Construction Category Plan
A Category Plan specific to construction and facilities is an ideal way to promote greater collaboration between procurement and facilities professionals. Stepping back from the way things are done today is a useful exercise to determine if a more strategic approach will yield benefits. As with any category plan, data analysis is critical to understanding existing spend patterns and how they might be modified in the future. In our experience, a Construction Category Plan forces the following questions to be addressed: can we improve our procurement of professional services, can we strategically bundle or package more minor capital projects together, can we be smarter about procuring similar engineering assets, should some portion of our multi-year minor project budget be handled by in-house labor instead of contractors or vice versa, can we improve our contracting approach on major capital projects, is there a business case for a greater proportion of materials to be supplied or contracted by the University, are we procuring bonds and insurance in the most strategic way, and many other related strategic questions. The Construction Category Plan can and should answer these questions and place a value on them. In addition, there should be a prioritization of initiatives into an operational plan that is pragmatic and executable.
A conditions assessment of all campus buildings and non-building and information technology infrastructure executed at a best practice level is one of the more pragmatic and strategic activities the Facilities and Procurement teams can collaborate on together. Deferred maintenance is a huge issue for most universities. Often, the deferred maintenance amount has been determined by formulas which have varying degrees of credibility. The Chief Facility Officer and the Executive team need to know the specific impact to buildings and building systems when choices are made to defer maintenance. The role of best practice conditions assessment is to create a database of credible conditions that are based on the knowledge and professionalism of your maintenance and engineering staff. When done right this process yields answers to important strategic questions. Is the condition of my priority campus buildings improving or becoming worse? Am I buying insurance based on the right replacement cost values? Do I know whether I have safety, liability and code issues and the magnitude of them? Can I integrate maintenance conditions information with our strategic plan for re-purposing existing space? Should I continue to invest maintenance dollars in certain older buildings or should we take them out of service or replace them? From a strategic sourcing / procurement point of view, a conditions assessment process yields significant potential to understand a future pipeline of projects and determine how best to contract for those projects. Perhaps a large percentage of the ‘conditions’ relate to HVAC issues. It might be advantageous to address these or a portion of them in a larger capital project, rather than as a series of ‘one-off’ tactical projects. There is significant opportunity to bundle similar projects and present them to the contractor community in a more strategic fashion that will yield increased value.
Strategic Sourcing (Professional Services, Major Capital, Minor Capital, Owner Supplied Materials)

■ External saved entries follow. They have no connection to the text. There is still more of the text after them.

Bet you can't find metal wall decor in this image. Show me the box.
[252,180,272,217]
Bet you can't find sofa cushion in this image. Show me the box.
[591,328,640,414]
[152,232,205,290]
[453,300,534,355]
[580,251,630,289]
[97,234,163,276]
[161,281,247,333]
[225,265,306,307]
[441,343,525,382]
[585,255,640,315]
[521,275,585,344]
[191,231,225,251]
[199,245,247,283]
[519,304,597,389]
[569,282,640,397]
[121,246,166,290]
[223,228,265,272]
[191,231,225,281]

A category plan is a strategic document that helps you understand the return on investment for pursuing alternative courses of action. However, at the end of the day, you must execute initiatives well and collaborate with internal stakeholders in a professional way. Reasonable changes can be made to the University’s contracting methods (Strategic Sourcing) for professional services and major and minor capital projects that will yield significant improvements. The two keys to these alternative approaches involve 1) understanding existing project costs in greater detail and 2) having credible data to understand future project pipelines and how those pipelines translate to procurement activity.
Strategic Contractor Management
The construction of university buildings and the maintenance of these assets over time is strategically important. Annual spending on construction and facilities is often the number one spend category on a university campus. Universities may use hundreds of different contractors to construct and maintain these assets. Many of these key contractor relationships should be thought of as strategic partnerships. There is great value in creating a Strategic Contractor Management program to drive greater value from these relationships. There should be criteria for determining who is a strategic contractor, a discipline for establishing meaningful goals and objectives and a regular cadence of meetings with focused agendas that move the University and contractor forward to achieve the established goals. Contractors have a lot of assets and capabilities to assist the University in various ways if managed appropriately.